The club was formed in 1881 by Thomas Berwick, a Liverpool-born calico salesman, and won 7 of its 12 matches in its first season. It entered the Lancashire Senior Cup in 1883–84 and 1884–85, reaching the third round in the latter year, where it lost to Low Moor. At the start of the latter season, the club lost the services of one of its younger players, W. Laybourne, who lost a leg in a colliery accident.

The club's biggest competitive victory came in the 1885–86 Wigan Association Challenge Cup first round, when the side beat Brynn Ramblers 15–0. The same season, the club was suspended by the Liverpool and District Football Association for "riotous behaviour" in a Liverpool District Cup tie at home to Stanley; the home crowd broke through the pitchside ropes after Stanley's Culkin kicked Golborne's Clough in the face. The tie was abandoned, with Stanley 4–1 up, and the Golborne committee escorted the Stanley players away from the station where a crowd was waiting.

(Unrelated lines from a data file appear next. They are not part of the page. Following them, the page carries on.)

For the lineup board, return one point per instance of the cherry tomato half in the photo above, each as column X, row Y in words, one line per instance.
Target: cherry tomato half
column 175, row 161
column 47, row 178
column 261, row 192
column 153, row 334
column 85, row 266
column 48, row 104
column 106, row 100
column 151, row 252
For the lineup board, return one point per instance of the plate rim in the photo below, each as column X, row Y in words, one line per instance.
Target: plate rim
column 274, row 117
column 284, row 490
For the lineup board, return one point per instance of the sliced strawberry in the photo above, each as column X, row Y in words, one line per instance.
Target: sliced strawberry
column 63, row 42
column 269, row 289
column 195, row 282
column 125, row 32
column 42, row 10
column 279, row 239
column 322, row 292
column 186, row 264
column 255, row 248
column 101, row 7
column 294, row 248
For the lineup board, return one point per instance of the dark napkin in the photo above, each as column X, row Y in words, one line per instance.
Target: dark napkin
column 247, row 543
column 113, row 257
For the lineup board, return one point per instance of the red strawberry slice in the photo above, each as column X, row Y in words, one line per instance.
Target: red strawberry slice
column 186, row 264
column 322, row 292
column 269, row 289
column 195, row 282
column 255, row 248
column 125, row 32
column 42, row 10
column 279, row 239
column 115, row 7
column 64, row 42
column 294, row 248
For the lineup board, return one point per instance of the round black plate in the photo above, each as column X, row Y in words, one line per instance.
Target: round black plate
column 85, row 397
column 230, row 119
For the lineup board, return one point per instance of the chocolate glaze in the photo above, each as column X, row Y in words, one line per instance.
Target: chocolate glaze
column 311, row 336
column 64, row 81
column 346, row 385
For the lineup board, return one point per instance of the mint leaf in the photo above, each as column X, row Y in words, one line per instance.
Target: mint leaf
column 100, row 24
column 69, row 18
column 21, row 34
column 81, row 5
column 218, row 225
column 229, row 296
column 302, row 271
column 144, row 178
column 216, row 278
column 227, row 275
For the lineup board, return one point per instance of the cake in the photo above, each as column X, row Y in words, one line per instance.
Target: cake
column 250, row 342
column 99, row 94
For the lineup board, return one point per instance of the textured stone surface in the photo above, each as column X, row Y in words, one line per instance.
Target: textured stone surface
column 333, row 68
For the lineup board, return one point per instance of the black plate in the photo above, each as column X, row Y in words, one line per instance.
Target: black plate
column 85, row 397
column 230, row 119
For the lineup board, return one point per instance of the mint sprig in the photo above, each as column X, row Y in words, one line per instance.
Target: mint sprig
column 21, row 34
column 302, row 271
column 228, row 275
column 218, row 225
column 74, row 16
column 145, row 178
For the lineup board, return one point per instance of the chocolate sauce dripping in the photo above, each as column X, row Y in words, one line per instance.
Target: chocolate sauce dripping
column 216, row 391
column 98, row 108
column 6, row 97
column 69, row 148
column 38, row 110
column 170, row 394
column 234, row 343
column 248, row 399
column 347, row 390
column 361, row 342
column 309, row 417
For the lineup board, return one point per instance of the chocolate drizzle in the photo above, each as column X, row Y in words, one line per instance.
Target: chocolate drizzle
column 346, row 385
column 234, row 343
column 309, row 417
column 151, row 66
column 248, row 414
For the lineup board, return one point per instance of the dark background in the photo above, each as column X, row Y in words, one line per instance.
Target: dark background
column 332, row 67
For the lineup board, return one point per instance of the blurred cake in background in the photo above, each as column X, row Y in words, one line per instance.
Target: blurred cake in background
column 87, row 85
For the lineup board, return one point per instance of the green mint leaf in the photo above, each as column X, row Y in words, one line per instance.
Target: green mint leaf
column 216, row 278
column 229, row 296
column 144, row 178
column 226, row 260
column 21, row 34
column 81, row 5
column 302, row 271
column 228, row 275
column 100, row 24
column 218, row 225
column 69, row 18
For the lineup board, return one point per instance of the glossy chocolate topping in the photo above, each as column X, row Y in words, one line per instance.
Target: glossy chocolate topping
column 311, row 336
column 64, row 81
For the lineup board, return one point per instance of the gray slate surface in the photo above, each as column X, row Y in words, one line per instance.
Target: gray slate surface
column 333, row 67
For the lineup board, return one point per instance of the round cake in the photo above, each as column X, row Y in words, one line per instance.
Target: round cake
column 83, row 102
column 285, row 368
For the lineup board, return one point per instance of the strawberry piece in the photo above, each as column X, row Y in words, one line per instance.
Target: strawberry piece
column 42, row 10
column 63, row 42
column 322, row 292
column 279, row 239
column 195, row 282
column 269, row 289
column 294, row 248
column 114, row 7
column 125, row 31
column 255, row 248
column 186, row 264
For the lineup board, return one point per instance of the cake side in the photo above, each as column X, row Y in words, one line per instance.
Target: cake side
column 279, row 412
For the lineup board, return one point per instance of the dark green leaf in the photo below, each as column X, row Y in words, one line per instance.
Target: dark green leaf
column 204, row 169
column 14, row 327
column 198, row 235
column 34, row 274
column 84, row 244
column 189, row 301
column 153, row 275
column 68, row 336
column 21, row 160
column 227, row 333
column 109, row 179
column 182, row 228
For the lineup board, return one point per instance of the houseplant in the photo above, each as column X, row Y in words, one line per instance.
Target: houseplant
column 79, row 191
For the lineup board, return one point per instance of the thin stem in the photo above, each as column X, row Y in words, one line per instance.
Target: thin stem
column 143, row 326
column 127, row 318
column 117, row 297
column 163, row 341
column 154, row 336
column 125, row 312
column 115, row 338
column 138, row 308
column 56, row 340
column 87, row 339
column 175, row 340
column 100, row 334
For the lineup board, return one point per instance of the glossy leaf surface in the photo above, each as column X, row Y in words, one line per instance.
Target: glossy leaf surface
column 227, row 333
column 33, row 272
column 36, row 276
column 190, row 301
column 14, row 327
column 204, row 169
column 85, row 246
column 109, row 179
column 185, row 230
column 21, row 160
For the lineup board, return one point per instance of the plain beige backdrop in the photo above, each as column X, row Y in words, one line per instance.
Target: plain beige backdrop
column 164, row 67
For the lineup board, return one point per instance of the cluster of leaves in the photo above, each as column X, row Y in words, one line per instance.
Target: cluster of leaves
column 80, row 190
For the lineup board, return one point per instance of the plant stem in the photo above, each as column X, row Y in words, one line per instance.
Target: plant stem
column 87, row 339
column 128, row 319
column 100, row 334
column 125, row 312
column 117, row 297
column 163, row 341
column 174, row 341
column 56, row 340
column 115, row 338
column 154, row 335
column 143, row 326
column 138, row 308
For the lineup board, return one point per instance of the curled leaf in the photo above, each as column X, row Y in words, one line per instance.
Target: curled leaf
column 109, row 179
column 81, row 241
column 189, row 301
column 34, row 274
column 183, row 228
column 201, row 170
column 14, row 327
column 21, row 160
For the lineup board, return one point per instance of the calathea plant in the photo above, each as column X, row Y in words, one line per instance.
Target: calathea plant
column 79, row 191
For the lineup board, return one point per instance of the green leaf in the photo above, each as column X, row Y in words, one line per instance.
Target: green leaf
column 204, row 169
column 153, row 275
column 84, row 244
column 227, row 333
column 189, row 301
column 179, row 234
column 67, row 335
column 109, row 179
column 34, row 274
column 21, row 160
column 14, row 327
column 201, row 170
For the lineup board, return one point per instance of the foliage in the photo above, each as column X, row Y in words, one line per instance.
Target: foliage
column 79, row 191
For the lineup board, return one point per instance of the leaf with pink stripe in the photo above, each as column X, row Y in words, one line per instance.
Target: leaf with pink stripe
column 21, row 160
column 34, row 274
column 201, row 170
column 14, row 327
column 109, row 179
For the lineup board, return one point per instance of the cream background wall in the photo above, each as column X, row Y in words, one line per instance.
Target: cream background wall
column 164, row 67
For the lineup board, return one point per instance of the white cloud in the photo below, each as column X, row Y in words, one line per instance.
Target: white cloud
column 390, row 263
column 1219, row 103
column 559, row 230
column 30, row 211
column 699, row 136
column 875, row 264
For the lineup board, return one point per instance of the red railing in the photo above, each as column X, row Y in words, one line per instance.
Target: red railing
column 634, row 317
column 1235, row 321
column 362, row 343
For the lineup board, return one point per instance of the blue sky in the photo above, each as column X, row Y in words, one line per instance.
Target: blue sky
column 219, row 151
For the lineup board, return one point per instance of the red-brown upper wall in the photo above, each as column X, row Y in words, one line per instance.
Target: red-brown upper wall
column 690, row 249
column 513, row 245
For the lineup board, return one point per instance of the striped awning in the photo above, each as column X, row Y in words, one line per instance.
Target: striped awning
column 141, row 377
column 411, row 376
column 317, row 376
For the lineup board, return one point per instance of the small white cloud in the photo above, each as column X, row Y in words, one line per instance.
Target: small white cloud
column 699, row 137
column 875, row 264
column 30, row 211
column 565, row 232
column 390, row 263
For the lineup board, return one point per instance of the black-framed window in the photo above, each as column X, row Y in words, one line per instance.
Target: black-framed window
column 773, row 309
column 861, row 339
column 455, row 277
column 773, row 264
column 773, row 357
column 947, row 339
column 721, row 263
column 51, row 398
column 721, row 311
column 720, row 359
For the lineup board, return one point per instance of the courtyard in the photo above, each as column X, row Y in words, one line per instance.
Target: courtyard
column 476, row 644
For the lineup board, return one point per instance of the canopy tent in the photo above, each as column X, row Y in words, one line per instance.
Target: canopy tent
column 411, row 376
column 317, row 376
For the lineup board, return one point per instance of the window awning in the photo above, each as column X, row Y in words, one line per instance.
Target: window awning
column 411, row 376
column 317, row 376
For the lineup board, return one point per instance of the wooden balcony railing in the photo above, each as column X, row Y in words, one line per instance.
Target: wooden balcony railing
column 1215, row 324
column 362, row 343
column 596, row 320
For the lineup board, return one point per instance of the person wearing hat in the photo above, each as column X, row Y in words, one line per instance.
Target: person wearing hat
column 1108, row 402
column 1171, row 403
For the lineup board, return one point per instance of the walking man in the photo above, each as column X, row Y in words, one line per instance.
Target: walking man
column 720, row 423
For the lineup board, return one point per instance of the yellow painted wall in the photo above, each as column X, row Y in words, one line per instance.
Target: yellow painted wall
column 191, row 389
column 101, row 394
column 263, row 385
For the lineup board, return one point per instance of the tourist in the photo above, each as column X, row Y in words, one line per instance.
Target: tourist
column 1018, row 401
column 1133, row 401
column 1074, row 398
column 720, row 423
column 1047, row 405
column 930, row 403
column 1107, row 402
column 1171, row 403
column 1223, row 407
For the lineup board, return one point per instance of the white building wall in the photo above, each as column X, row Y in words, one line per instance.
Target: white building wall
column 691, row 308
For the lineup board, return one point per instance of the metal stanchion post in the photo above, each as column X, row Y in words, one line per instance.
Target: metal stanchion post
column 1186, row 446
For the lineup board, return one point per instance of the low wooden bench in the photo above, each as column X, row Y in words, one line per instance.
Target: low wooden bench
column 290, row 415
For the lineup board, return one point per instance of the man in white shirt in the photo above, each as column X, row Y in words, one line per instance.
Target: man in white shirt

The club first turned a profit (of 16 shillings and sixpence) after the 1887–88 season, but the club suffered further disciplinary trouble in 1890, when secretary Ridyard and player Cooke were suspended for misleading the Lancashire Football Association over Cooke's playing for the club. Worse, following a series of protests and counter-protests in relation to Golborne's win in the Wigan & District Cup semi-final against Ashton-in-Makerfield in 1891, the Cup committee lost patience and expelled both teams from the competition, making Ashton Association - who had won the other semi-final - winner by default.

Nevertheless, Golborne joined the Lancashire Alliance in 1891–92, although it struggled near the foot of the table for five years, before disbanding just after the start of the 1896–97 season.

===Player death===

In January 1893, a Golborne player, the 22-year-old William Knowles, also known as William Lee, a side-piercer from Bolton, died suddenly, the coroner recording that it was caused by "injuries"; it was reported that he had "suffered some ugly falls" in recent matches.

==Colours==

The club wore white shirts and blue knickers.

==Ground==

The club's first ground was at Legh Street. In October 1882 the club moved to a new ground at Golborne railway station, and in 1885 to a new ground owned by a newly-constituted company, the Golborne Recreation Company, known as the May Queen Field, off Bridge Street.